CURTIS STONE’S BROWN BUTTER, THYME AND HONEY CARAMELIZED BRUSSELS SPROUTS
- 1 pound fresh Brussels Sprouts
- 2 tablespoons Unsalted Butter
- 1/8 cup Honey
- 1 tablespoon fresh Thyme Leaves (you could use sage here too!)
- In a large pot of boiling salted water, cook the sprouts in batches until bright green, about 3-5 minutes per batch. Drain the Brussels sprouts and transfer them to a large bowl of ice water. When cool, remove the sprouts from the cold water, drain well, and cut them in half lengthwise.
- Working in two batches, melt half the butter in a large sauté pan over medium-
high heat until it is golden brown, about 2 minutes.

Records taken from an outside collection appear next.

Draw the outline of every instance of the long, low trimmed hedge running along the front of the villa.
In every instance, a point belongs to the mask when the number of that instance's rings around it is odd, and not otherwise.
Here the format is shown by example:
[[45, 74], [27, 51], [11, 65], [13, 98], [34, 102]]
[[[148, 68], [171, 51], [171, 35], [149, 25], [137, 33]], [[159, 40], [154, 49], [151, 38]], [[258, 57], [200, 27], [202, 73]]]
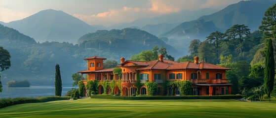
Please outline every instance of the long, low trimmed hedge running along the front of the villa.
[[124, 100], [157, 100], [157, 99], [238, 99], [241, 95], [214, 95], [214, 96], [112, 96], [91, 95], [91, 98], [124, 99]]

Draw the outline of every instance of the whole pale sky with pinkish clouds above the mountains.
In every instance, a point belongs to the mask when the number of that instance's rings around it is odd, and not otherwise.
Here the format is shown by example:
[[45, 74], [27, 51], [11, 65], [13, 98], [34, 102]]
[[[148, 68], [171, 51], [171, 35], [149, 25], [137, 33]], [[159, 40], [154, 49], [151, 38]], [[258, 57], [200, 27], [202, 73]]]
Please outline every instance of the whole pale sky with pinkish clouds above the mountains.
[[106, 27], [182, 10], [220, 10], [240, 0], [0, 0], [0, 21], [21, 20], [41, 10], [62, 10], [89, 25]]

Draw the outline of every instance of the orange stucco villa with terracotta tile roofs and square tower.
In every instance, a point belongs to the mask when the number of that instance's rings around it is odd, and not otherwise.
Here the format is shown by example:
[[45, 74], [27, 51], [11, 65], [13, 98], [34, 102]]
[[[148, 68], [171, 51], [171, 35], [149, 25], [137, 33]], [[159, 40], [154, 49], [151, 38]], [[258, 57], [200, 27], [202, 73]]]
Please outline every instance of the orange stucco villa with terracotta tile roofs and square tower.
[[[199, 62], [198, 57], [194, 58], [194, 62], [175, 62], [167, 59], [163, 59], [163, 55], [158, 56], [158, 60], [153, 61], [133, 61], [120, 59], [121, 76], [113, 73], [114, 68], [104, 68], [103, 60], [105, 58], [101, 57], [91, 57], [86, 58], [87, 60], [87, 70], [79, 71], [81, 77], [83, 74], [87, 74], [87, 79], [82, 77], [82, 82], [84, 84], [89, 80], [105, 81], [111, 82], [113, 79], [115, 81], [121, 80], [121, 90], [115, 87], [112, 90], [113, 94], [119, 94], [122, 92], [123, 96], [131, 96], [135, 94], [137, 88], [135, 83], [137, 82], [137, 77], [140, 77], [141, 83], [146, 82], [156, 82], [158, 83], [158, 92], [156, 95], [162, 95], [162, 80], [166, 79], [168, 81], [191, 81], [192, 94], [193, 95], [221, 95], [221, 94], [231, 94], [231, 84], [228, 84], [226, 79], [226, 70], [229, 68], [221, 67], [215, 64], [207, 62]], [[139, 74], [139, 76], [137, 76]], [[99, 86], [98, 94], [103, 93], [103, 87]], [[108, 87], [108, 94], [110, 93], [110, 87]], [[175, 93], [170, 93], [175, 91]], [[171, 90], [167, 89], [167, 93], [171, 95], [180, 95], [178, 88]], [[85, 94], [86, 89], [85, 89]], [[139, 89], [139, 94], [147, 94], [147, 87], [142, 86]]]

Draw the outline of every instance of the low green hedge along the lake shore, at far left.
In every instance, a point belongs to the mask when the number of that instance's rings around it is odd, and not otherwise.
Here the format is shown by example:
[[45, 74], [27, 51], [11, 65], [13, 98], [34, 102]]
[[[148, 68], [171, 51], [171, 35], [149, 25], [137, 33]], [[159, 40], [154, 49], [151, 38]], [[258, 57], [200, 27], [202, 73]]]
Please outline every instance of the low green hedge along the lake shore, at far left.
[[24, 103], [39, 103], [39, 102], [49, 102], [56, 100], [68, 100], [70, 97], [58, 97], [58, 96], [47, 96], [47, 97], [17, 97], [17, 98], [2, 98], [0, 99], [0, 108], [12, 106], [16, 104]]

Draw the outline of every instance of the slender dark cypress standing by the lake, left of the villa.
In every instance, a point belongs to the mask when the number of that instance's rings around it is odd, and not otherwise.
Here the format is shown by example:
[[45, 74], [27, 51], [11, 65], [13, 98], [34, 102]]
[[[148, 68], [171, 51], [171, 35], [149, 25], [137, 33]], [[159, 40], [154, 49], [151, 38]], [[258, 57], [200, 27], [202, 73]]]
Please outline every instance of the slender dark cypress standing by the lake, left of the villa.
[[56, 74], [55, 74], [55, 94], [56, 96], [61, 96], [62, 84], [60, 76], [59, 64], [56, 64]]

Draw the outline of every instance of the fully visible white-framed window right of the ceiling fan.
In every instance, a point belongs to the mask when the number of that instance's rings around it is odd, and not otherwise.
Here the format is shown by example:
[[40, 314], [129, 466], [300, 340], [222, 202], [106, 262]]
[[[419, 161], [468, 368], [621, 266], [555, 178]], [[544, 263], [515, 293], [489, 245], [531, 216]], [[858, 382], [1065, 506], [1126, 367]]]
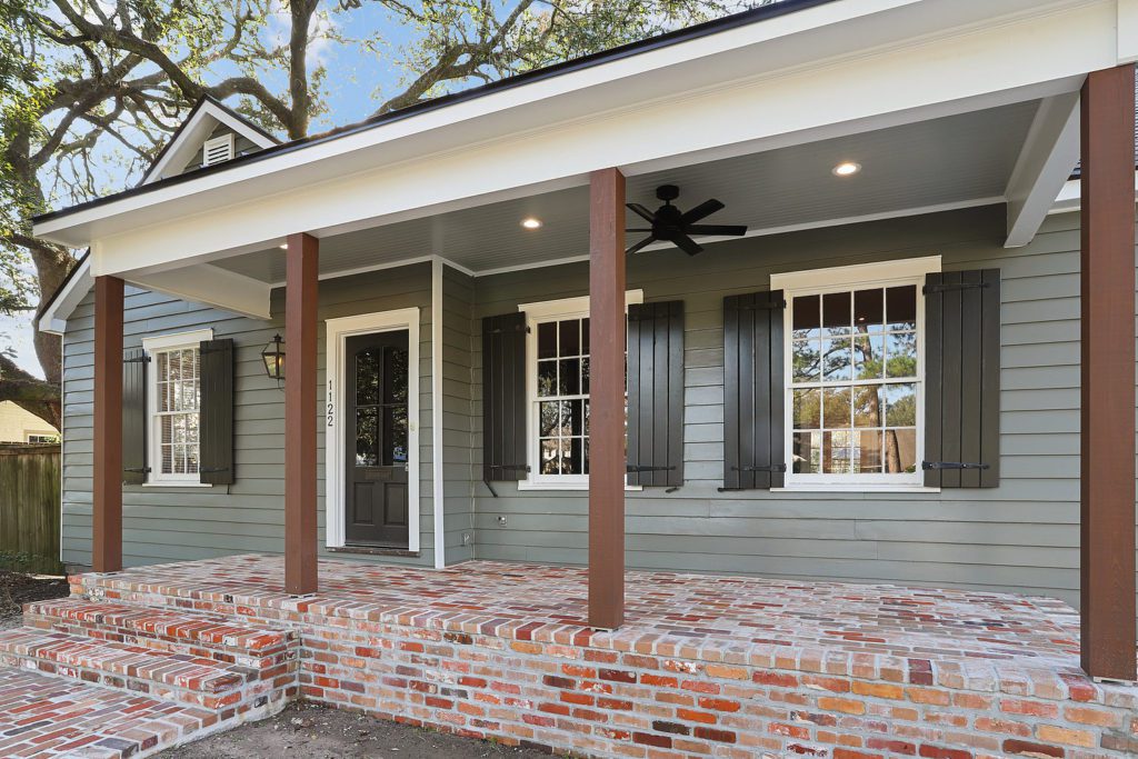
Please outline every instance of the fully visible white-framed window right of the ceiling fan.
[[935, 270], [922, 258], [772, 278], [786, 297], [787, 487], [921, 485], [921, 286]]

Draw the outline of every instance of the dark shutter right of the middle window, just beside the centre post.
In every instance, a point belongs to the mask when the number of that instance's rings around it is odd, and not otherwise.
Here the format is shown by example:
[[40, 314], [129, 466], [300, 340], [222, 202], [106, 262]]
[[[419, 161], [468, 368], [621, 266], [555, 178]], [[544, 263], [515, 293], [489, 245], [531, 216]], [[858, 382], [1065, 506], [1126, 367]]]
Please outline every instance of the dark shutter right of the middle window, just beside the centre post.
[[684, 484], [684, 302], [628, 306], [628, 484]]

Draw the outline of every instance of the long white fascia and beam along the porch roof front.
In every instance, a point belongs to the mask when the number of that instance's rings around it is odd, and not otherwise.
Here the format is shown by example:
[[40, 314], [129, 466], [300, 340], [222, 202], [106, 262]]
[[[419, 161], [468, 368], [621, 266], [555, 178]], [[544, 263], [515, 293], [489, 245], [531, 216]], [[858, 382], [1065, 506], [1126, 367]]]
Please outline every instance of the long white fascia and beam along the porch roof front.
[[[898, 24], [908, 32], [913, 31], [914, 18], [926, 25], [940, 18], [915, 15], [916, 6], [937, 7], [941, 16], [951, 16], [959, 8], [991, 6], [973, 0], [892, 5], [912, 6], [902, 9], [912, 11], [902, 18], [907, 25]], [[1000, 8], [1022, 5], [1026, 3], [1008, 2]], [[830, 3], [814, 10], [831, 6], [849, 8], [851, 3]], [[780, 61], [773, 60], [774, 53], [766, 48], [736, 47], [729, 55], [709, 53], [694, 59], [691, 71], [677, 64], [669, 71], [638, 74], [635, 85], [629, 77], [616, 89], [600, 88], [572, 97], [562, 93], [564, 97], [556, 101], [556, 107], [538, 104], [528, 109], [487, 112], [477, 126], [453, 129], [454, 124], [448, 127], [440, 122], [459, 117], [463, 109], [485, 110], [496, 96], [479, 98], [382, 129], [349, 134], [343, 140], [315, 143], [200, 180], [164, 187], [152, 193], [156, 197], [149, 193], [127, 197], [49, 220], [36, 225], [36, 233], [50, 239], [93, 234], [98, 242], [93, 246], [94, 270], [102, 273], [183, 265], [188, 259], [267, 248], [271, 240], [292, 231], [319, 237], [519, 193], [583, 184], [589, 171], [608, 166], [620, 166], [626, 174], [636, 174], [658, 168], [661, 163], [679, 165], [677, 162], [685, 160], [684, 157], [688, 163], [707, 159], [712, 151], [717, 151], [716, 157], [732, 150], [739, 155], [1075, 91], [1086, 72], [1114, 60], [1114, 6], [1103, 0], [1064, 3], [1058, 10], [1049, 10], [1021, 13], [999, 24], [971, 24], [965, 31], [933, 30], [918, 39], [904, 36], [894, 44], [858, 49], [789, 69], [752, 73], [744, 79], [740, 79], [741, 72]], [[596, 77], [613, 66], [646, 61], [668, 51], [675, 56], [675, 49], [686, 50], [688, 44], [717, 40], [718, 44], [719, 38], [744, 32], [753, 35], [754, 30], [767, 26], [764, 23], [740, 27], [579, 74]], [[855, 25], [846, 32], [847, 36], [864, 38], [861, 32], [880, 34], [873, 30], [882, 27], [889, 25]], [[814, 33], [826, 32], [833, 30]], [[805, 38], [792, 40], [789, 47], [801, 51], [805, 41]], [[1056, 55], [1057, 50], [1063, 53]], [[693, 71], [717, 83], [683, 92], [665, 86], [669, 81], [674, 84], [685, 77], [694, 83]], [[539, 93], [543, 88], [563, 88], [576, 76], [559, 76], [501, 94], [517, 99], [522, 93]], [[597, 108], [599, 104], [611, 101], [613, 93], [617, 100], [627, 101], [644, 92], [666, 94], [625, 102], [616, 109]], [[563, 109], [575, 116], [566, 119]], [[535, 121], [538, 115], [541, 124]], [[436, 129], [428, 129], [431, 119], [438, 122]], [[519, 124], [538, 127], [519, 132]], [[401, 131], [405, 139], [399, 137]], [[487, 134], [492, 137], [480, 139]], [[381, 139], [387, 141], [380, 151], [384, 160], [379, 166], [368, 167], [374, 163], [369, 150], [381, 145]], [[361, 142], [365, 140], [370, 145]], [[361, 143], [356, 154], [332, 155], [355, 143]], [[295, 165], [272, 176], [255, 175], [278, 159]], [[178, 203], [166, 203], [165, 208], [159, 203], [158, 207], [140, 214], [107, 215], [112, 206], [134, 205], [138, 211], [141, 204], [152, 205], [167, 195], [173, 200], [173, 193], [185, 195], [191, 189], [195, 193]], [[204, 213], [208, 213], [208, 218], [200, 215]], [[97, 218], [100, 214], [105, 216], [101, 220]], [[89, 218], [83, 221], [84, 216]]]

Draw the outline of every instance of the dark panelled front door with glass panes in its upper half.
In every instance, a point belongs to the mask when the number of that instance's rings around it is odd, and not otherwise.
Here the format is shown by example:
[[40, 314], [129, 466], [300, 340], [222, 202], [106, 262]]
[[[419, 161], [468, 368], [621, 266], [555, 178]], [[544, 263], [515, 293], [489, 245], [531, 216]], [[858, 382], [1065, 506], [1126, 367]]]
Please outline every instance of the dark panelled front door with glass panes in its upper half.
[[345, 536], [406, 548], [407, 330], [349, 337], [345, 354]]

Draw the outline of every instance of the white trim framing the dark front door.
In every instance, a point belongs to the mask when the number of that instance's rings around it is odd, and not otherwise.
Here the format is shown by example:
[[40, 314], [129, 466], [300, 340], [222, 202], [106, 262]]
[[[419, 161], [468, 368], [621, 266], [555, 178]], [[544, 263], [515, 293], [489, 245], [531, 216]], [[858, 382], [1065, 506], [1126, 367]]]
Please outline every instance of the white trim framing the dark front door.
[[373, 314], [329, 319], [328, 363], [324, 369], [324, 542], [343, 548], [344, 529], [344, 409], [345, 341], [355, 335], [407, 330], [407, 551], [419, 551], [419, 308], [399, 308]]

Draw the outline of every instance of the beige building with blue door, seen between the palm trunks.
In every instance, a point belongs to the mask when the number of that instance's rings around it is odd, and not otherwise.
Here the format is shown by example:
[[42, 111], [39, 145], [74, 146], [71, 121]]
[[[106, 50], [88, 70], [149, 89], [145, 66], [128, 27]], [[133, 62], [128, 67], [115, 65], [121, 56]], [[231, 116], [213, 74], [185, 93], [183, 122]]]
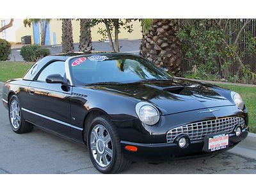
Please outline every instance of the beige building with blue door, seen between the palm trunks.
[[[10, 19], [0, 19], [1, 26], [4, 24], [8, 24]], [[141, 24], [138, 20], [131, 22], [133, 26], [132, 33], [127, 33], [125, 29], [121, 29], [119, 38], [120, 39], [128, 39], [128, 40], [136, 40], [141, 39]], [[72, 20], [73, 27], [73, 38], [74, 43], [79, 42], [79, 20]], [[102, 36], [97, 33], [99, 28], [105, 29], [104, 24], [99, 24], [98, 26], [93, 27], [92, 30], [92, 40], [98, 41], [102, 38]], [[23, 25], [23, 19], [14, 19], [13, 26], [4, 30], [0, 33], [0, 38], [4, 38], [10, 42], [21, 42], [21, 37], [29, 35], [31, 36], [31, 44], [39, 44], [40, 43], [40, 26], [37, 24], [33, 24], [31, 28], [28, 26], [25, 28]], [[61, 20], [52, 19], [50, 21], [49, 27], [47, 28], [47, 41], [48, 45], [56, 45], [61, 44]]]

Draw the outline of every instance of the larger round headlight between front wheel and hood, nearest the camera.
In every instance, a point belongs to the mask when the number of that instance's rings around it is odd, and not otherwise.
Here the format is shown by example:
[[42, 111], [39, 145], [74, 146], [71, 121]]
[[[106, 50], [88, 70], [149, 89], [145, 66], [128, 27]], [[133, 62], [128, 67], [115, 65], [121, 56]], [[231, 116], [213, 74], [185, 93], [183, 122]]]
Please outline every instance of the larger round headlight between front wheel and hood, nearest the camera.
[[138, 117], [144, 124], [154, 125], [159, 121], [159, 111], [152, 104], [148, 102], [138, 102], [135, 109]]

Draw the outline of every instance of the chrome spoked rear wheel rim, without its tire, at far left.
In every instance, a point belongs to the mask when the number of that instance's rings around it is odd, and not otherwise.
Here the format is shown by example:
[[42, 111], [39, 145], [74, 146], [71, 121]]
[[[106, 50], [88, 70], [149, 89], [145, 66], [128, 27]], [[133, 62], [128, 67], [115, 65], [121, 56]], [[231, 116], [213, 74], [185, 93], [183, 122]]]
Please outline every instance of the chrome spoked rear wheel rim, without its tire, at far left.
[[10, 120], [13, 128], [16, 130], [20, 125], [20, 106], [17, 100], [12, 100], [10, 105]]

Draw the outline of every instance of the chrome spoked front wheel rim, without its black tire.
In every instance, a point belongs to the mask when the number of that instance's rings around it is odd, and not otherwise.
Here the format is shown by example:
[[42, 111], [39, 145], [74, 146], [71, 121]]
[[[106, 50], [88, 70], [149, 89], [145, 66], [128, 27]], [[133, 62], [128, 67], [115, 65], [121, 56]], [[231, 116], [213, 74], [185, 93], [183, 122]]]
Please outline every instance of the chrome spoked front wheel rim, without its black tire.
[[101, 167], [108, 166], [113, 157], [111, 136], [103, 125], [95, 125], [90, 135], [93, 158]]

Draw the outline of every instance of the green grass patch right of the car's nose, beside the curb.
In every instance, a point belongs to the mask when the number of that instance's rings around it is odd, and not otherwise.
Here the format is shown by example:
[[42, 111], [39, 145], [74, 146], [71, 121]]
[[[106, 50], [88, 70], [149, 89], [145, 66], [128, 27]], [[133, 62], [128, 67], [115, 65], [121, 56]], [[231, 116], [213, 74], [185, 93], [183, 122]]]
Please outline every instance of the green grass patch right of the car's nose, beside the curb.
[[229, 84], [217, 84], [217, 85], [223, 88], [232, 90], [234, 92], [237, 92], [239, 93], [239, 95], [241, 95], [249, 113], [250, 132], [256, 133], [256, 87], [238, 86], [238, 85], [229, 85]]

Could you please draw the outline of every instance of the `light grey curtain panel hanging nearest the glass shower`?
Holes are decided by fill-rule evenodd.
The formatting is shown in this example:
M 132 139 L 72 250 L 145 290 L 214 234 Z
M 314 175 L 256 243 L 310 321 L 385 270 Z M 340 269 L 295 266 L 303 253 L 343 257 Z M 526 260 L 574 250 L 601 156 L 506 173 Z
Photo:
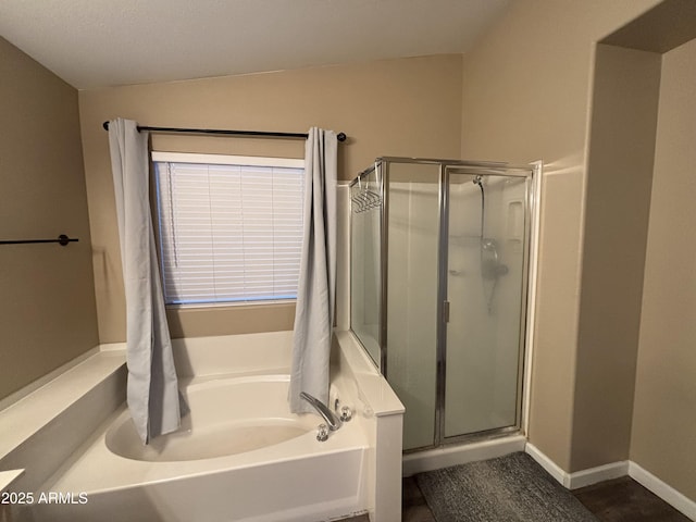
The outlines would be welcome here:
M 333 130 L 312 127 L 304 148 L 304 220 L 297 289 L 289 402 L 295 413 L 313 409 L 300 391 L 328 403 L 336 288 L 336 177 L 338 142 Z

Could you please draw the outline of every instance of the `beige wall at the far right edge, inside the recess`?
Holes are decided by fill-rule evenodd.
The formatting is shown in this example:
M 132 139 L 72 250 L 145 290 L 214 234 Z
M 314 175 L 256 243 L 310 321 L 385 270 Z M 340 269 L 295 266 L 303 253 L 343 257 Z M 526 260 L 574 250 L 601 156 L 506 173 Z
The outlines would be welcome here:
M 631 460 L 696 499 L 696 40 L 662 58 Z

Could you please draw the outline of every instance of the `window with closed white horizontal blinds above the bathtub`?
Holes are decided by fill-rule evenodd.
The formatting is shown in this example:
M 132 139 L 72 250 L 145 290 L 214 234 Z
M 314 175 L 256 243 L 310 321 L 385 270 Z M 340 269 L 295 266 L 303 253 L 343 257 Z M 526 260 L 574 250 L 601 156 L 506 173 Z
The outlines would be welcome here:
M 303 160 L 152 152 L 167 304 L 295 299 Z

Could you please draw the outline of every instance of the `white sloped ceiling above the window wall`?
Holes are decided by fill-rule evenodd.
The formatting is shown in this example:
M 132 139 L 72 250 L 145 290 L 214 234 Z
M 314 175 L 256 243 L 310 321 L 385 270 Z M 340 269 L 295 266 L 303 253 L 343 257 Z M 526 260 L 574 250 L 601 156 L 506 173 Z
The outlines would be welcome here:
M 465 52 L 511 0 L 2 0 L 0 36 L 78 89 Z

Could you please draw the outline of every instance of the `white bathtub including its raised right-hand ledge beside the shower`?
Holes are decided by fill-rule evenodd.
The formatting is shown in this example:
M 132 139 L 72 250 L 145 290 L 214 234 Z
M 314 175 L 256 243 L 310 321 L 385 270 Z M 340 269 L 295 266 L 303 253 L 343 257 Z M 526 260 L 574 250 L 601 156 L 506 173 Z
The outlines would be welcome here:
M 65 501 L 35 502 L 27 520 L 400 520 L 402 406 L 365 356 L 336 344 L 331 402 L 338 398 L 355 413 L 319 442 L 323 420 L 288 411 L 289 377 L 278 370 L 287 368 L 289 338 L 229 336 L 175 347 L 177 368 L 192 373 L 179 380 L 191 410 L 183 428 L 144 447 L 122 406 L 35 493 Z

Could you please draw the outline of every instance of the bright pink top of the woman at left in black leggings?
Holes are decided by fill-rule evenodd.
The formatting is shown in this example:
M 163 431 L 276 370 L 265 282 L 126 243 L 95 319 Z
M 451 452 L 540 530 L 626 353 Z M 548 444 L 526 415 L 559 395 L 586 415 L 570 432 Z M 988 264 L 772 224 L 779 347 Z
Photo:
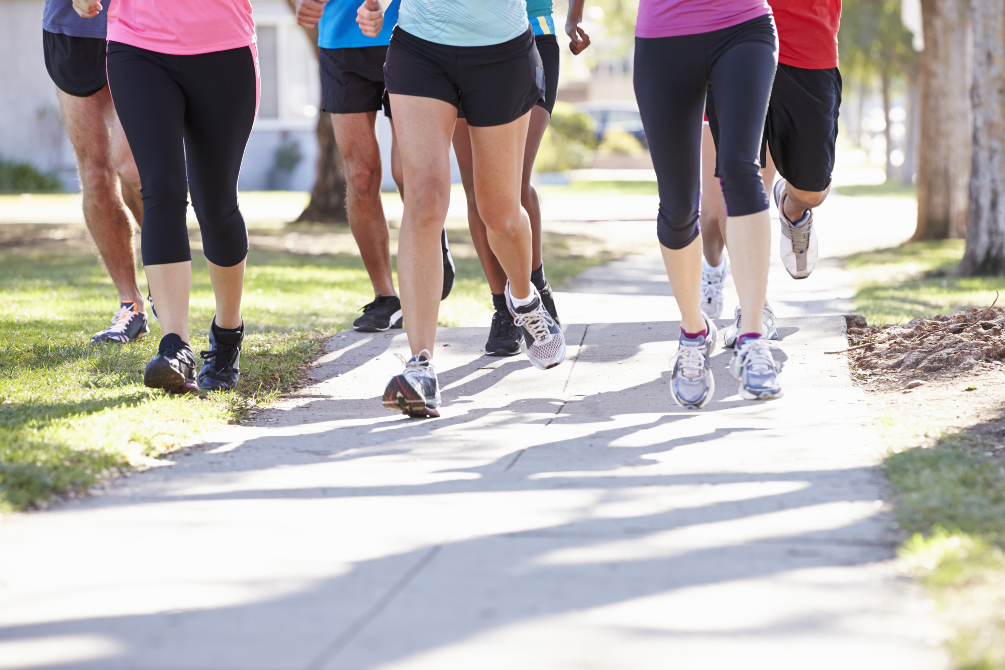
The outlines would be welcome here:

- Add the sprouts and increase the heat to high. Sauté until the Brussels sprouts are golden brown, about 5 minutes. Add thyme and honey, and mix well. Season to taste with salt.
- Transfer to a platter, cover with foil and repeat with remaining Brussels sprouts. Spoon the Brussels sprouts onto a large serving platter and serve immediately.
Fried Sage and Green Tomatoes
- 2 to 3 large green tomatoes; sliced 1/4 inch thick
- 1 cup flour; divided in half
- 1/2 cup yellow cornmeal
- 2 to 3 large eggs
- 1/8 cup milk
- Salt and fresh black pepper; to taste
- celery seeds; to taste
- hot sauce; to taste
- Sage leaves; cleaned and dried
- Peanut Oil
- Sprinkle both sides of the green tomato slices with salt and pepper. Whisk the milk, hot sauce, eggs and seasonings together. Set aside.
- Place 1/2 cup flour in a large bowl. Use the remaining 1/2 cup flour to mix with the cornmeal in another wide bowl. Season both flours with salt and pepper.
- Pour enough peanut oil in a black skillet to cover the bottom at most half and inch. Place one green tomato slice in the plain flour. Then place it in the egg mixture. Dredge the slice through the cornmeal and flour mixture. Place on a paper towel lined cookie sheet. Repeat with the other tomato slices. Working in batches, add two slices to the hot oil (be careful not to add too many slices to the pan, for the oil’s temperature will reduce). Fry green tomatoes until golden brown, about 2 to 5 minutes per side. Using a slotted spoon, transfer to a prepared baking sheet lined with paper towels; sprinkle with salt and pepper. Keep warm in oven.
- After all the tomato slices are fried, add dry sage leaves to the oil. Fry for a few seconds. Transfer to a paper towel lined plate.
- When serving the Fried Green Tomatoes, place Fried Sage leaves on top. Enjoy warm.